Song Meaning
These lyrics open with a wistful glance back at youth, centered around a pub and the "best group of my life." It's a "splendid time, when a man is still a boy," a period of carefree camaraderie. Yet, a quiet confession emerges: the narrator was the "last of all," the one who "never even a tap" when it came to romantic experience. This sets up a poignant contrast between shared male bonding and personal isolation.
That isolation shatters with the sudden arrival of a woman, described with striking imagery as a "flood of raven hair." The encounter is immediate and intense, moving quickly from a few words to a profound vulnerability, where they are "naked as before God." This rapid shift underscores the overwhelming nature of the moment, a long-anticipated experience finally breaking through the narrator's previous inexperience.
The lyrics powerfully emphasize this breakthrough through repetition: "What I previously knew only from Playboy / She's the one I painted on the walls." This repeated phrase starkly contrasts the narrator's prior world of fantasy and idealized images with the raw, tangible reality of the present. The woman's actions, like sewing him "into her skin," convey an almost visceral, all-consuming intimacy that erases his past "troubles."
The narrative culminates in an abrupt return to reality.
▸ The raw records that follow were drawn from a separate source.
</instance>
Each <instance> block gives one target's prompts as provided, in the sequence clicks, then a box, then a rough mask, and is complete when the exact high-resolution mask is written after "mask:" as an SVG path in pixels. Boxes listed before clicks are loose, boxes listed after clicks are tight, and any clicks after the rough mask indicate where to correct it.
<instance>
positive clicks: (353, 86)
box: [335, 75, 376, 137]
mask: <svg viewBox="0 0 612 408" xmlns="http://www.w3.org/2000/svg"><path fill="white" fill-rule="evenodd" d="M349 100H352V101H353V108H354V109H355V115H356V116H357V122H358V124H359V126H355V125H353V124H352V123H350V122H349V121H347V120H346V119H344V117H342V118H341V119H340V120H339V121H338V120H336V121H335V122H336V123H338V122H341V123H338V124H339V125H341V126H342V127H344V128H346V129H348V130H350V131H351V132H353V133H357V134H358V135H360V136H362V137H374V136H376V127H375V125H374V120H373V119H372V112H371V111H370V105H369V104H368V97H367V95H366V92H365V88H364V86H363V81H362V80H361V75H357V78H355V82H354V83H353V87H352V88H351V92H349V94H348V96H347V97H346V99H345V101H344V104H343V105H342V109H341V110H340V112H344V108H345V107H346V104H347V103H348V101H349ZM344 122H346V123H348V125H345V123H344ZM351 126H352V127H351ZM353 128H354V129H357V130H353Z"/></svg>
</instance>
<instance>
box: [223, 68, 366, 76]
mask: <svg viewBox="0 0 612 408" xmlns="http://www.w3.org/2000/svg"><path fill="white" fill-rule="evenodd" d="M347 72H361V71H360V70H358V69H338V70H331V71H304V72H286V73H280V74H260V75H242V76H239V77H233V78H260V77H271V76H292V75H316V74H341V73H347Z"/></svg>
Kicked out "at half past two," the narrator finds his friends waiting "on the same street," welcoming him with a "big bouquet." This final image is both humorous and tender, suggesting the group's knowing acceptance and celebration of his passage. It encapsulates the fleeting intensity of the encounter and the enduring, grounding presence of his closest companions, making the entire experience feel deeply personal yet universally understood.